Eine besondere Begegnung zeigt dieses Glasfenster von Valentin Feuerstein.
Eine besondere Begegnung zeigt dieses Glasfenster von Valentin Feuerstein. Foto: Ladwig

An der Westseite der Edith-Stein-Kirche in Wachenheim befindet sich das Fenstermotiv einer besonderen Begegnung, die frei von Vorurteilen ist.

Glasmaler Valentin Feuerstein zeigt das Zusammentreffen von Jesus und einer Samaritanerin am Jakobsbrunnen, geschildert im Johannesevangelium. Indem Jesus die Frau anspricht und sie um Wasser bittet, setzt er sich über damalige Intoleranz, Feindschaft und Ablehnung hinweg. Die Samaritaner wurden von den Juden gemieden und verachtet. Jesus verhält sich anders im doppelten Sinn. Entgegen den herrschenden Gepflogenheiten spricht er am Brunnen des biblischen Stammvaters Jakob eine Frau vom Stamm der Samaritaner an. Er verheißt ihr statt Brunnenwasser das „lebendige Wasser“. Der Mensch, dem diese Art von Wasser zuteil wird, leidet nie mehr unter Durst – sinnbildlich steht diese Verheißung für die innere Erfüllung durch den Glauben.
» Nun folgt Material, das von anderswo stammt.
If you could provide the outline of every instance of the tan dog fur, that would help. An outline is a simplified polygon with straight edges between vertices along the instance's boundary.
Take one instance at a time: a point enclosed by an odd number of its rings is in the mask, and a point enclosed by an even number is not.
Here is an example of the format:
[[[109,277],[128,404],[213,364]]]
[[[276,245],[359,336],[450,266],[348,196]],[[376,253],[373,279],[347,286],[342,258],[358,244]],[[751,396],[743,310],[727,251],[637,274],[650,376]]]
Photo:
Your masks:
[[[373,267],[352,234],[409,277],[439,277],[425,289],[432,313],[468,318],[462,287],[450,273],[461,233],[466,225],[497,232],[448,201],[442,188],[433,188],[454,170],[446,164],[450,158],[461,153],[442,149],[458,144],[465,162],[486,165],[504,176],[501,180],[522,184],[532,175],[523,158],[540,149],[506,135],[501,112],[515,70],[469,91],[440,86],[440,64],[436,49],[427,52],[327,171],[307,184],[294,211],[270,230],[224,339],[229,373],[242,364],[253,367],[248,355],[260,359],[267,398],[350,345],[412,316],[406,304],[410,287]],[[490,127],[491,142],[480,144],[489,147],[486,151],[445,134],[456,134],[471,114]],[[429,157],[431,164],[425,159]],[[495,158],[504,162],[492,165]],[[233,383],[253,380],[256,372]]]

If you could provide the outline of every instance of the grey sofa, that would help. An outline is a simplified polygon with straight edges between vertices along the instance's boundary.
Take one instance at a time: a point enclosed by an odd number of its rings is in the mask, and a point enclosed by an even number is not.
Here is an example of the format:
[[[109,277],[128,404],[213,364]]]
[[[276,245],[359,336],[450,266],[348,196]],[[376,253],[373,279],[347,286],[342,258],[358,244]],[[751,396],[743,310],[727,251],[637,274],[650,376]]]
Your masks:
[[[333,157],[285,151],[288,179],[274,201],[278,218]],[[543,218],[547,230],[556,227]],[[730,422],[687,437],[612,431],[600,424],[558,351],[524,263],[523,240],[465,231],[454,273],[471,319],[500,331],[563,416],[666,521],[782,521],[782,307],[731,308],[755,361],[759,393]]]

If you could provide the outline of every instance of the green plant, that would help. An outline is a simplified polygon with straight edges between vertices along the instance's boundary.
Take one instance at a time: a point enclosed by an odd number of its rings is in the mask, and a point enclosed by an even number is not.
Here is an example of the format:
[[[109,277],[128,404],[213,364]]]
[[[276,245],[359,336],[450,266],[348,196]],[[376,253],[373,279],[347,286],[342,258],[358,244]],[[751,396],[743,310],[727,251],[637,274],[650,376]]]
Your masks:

Die Lebendigkeit des Wassers

Die Symbolik der Brunnen-Szene drückt der Glasmaler spürbar aus: Jesus und die Samaritanerin zeigt er nicht distanziert, sondern unmittelbar einander zugewandt. Die Frau hält den Krug fest und lauscht aufmerksam auf die Worte ihres Gegenübers. Jesus weiß um ihr Leben, doch er urteilt nicht über sie. In der Haltung der beiden zeigt sich ein intensiver Austausch. Auch die Lebendigkeit des Wassers verdeutlicht der Künstler: Wie ein Fluss quillt es aus dem Brunnen.